Commentators on Le nozze di Figaro have often seen Cherubino less as a figure unto himself than as a symbol or a projection of another character. Søren Kierkegaard famously cast the page as a childish version of Don Giovanni. For Mary Hunter, Cherubino is an extension of Count Almaviva, his “advance shadow”—like a personification of the Count’s own bad conscience, Cherubino is always already there wherever the Count is going, showing up early and getting in the way1 “Non so qual uom, qual demone, qual Dio rivolga tutto quanto a torto mio,” the Count raves in act 3: “What man, demon, or God turns everything against me?” For others, however, Cherubino already contains his own opposing force: “Non so più cosa son, cosa faccio,” he pleads: “I don’t know anymore what I am or what I’m doing.” Brigid Brophy goes so far as to imagine Cherubino’s radiating sexual energy detached from his body and knocking about the house like a “poltergeist.”2

Claus Guth’s production of Le nozze di Figaro for the 2006 Salzburg Festival seems to take Brophy at her word: Cherubino is presented literally as two beings at the same time. He is on one hand the alluring and obtrusive schoolboy, and on the other a thing that comes and goes at will through the walls of a dilapidated house. While Cherubino (Christine Schäfer) remains firmly rooted to the ground like the other characters onstage, his alter ego, “Cherub” (Uli Kirsch), behaves more like an invisible Peter Pan. Dressed exactly like Cherubino but with a protruding set of wings, Cherub is as unconfined by stage logic as he is by the laws of gravity, sailing out of high windows and leaping over balcony rails. His business is stalking the other characters in their most vulnerable moments. Like his mythological namesake, from the very beginning of this earthly show Cherub seems to control the course of events from on high. In addition to showing up at all the best (or, depending on how you look at it, worst) possible times, he has a knack for locking doors and blowing them open again to facilitate maximally inconvenient (and maximally entertaining) encounters. During the overture, Figaro, Susanna, the Count, the Countess, Bartolo, and Marcellina are ranged around the stage in frozen poses like wax dolls. Cherub, alighting at the window, strolls happily around the stage, grazing each character with the tips of his fingers. At his touch, each in turn blinks and begins slowly and somewhat robotically to rove around the stage. Figaro wiggles his [End Page 58] head, as though shaking off a deeply unpleasant dream, and then, not even fully awake, with arms outstretched begins nonsensically to measure the air.

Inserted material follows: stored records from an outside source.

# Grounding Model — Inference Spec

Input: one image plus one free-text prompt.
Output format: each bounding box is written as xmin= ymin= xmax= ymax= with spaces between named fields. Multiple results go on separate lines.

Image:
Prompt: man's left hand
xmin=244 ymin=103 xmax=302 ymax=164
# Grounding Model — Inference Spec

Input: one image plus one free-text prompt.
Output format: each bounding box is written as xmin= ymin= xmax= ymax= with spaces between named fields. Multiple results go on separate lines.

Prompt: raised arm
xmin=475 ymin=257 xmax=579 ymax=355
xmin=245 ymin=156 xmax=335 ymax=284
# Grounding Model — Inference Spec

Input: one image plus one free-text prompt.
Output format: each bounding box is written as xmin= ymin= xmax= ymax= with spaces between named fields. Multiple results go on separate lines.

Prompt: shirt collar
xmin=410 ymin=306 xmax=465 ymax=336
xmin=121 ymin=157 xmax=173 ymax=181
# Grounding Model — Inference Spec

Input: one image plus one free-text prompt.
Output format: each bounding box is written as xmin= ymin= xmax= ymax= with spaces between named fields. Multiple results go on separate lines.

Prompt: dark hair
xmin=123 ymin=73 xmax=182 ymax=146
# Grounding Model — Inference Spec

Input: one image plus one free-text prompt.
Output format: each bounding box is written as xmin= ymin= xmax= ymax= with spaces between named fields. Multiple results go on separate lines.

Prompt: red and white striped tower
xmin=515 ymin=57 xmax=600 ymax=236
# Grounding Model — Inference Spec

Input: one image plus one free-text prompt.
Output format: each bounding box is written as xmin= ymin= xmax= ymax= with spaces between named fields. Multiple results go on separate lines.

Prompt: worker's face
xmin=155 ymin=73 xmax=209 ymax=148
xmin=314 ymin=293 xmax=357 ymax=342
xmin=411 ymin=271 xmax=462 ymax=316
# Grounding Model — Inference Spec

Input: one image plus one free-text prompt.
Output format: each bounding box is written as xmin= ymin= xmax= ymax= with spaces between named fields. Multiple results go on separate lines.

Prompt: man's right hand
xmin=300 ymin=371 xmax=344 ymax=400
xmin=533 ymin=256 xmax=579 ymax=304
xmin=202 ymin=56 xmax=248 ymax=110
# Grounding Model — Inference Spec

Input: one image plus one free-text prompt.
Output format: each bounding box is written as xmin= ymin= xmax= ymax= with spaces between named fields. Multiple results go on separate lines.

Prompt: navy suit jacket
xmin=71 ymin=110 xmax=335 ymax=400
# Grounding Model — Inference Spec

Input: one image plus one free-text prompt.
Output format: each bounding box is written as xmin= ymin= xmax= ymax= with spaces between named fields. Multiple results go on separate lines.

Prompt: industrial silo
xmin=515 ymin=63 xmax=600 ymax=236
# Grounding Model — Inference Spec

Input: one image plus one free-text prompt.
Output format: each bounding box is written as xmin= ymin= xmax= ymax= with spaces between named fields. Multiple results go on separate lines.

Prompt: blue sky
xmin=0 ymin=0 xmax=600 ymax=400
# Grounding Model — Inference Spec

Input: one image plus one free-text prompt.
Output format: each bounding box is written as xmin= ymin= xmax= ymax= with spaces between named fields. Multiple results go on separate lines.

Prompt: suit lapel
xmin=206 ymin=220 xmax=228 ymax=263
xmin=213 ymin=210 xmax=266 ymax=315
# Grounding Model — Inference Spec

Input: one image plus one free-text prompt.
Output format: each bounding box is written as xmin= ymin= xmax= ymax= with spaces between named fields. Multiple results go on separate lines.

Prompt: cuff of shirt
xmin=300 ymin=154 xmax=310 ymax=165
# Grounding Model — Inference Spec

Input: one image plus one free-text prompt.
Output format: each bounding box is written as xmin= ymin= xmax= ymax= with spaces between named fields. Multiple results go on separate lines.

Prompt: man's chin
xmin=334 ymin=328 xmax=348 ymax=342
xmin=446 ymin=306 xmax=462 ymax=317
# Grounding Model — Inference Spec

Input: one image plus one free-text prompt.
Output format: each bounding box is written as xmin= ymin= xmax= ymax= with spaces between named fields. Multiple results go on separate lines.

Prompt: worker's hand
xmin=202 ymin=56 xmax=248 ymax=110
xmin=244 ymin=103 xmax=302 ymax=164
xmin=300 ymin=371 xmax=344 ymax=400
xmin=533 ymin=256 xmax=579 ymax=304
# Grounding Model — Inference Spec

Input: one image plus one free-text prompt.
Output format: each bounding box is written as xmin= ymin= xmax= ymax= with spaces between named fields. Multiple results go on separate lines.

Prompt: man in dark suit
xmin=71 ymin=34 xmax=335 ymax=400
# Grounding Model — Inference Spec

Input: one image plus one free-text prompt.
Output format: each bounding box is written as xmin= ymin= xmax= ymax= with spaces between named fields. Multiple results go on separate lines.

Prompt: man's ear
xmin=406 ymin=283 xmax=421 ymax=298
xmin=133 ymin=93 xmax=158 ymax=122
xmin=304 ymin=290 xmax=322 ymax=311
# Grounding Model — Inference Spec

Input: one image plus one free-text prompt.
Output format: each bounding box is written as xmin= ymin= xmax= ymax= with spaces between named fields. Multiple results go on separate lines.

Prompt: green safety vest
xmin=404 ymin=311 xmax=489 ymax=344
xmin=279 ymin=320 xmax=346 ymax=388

Using nonsinging characters as a way “into” opera is not in itself a new idea. Hans Neuenfels’s 2000 staging of Nabucco at Berlin’s Deutsche Oper opened with a disoriented teenager in contemporary dress who stumbles onstage bearing a laptop computer. The presence of this young man, so obviously disconnected from the rest of the opera, and his journey from disorientation to participation, joins the story of the opera to a parallel story about a single individual’s journey toward “historical consciousness.”3 Much earlier, Joseph Losey’s 1979 film version of Don Giovanni included a mysterious “Valet in Black” who oversees the eponymous anti-hero’s exploits like a silent, hovering Mephistopheles—he is the materialization of Don Giovanni’s inner demon. Perhaps in a nod to Losey, Peter Sellars’s 1990 Don Giovanni included an androgynous child who beckons silently to Don Giovanni in the finale of act 2.4

Guth’s Cherub, however, exerts a different kind of control. In an illustrative moment during the finale of act 2, nearly the entire cast is present, ranged across the stage and spaced evenly apart in a neat horizontal row. Standing significantly upstage from the characters with his back to the audience, Cherub surveys the scene from the best seat in the house—at the footlights of the stage he can almost reach...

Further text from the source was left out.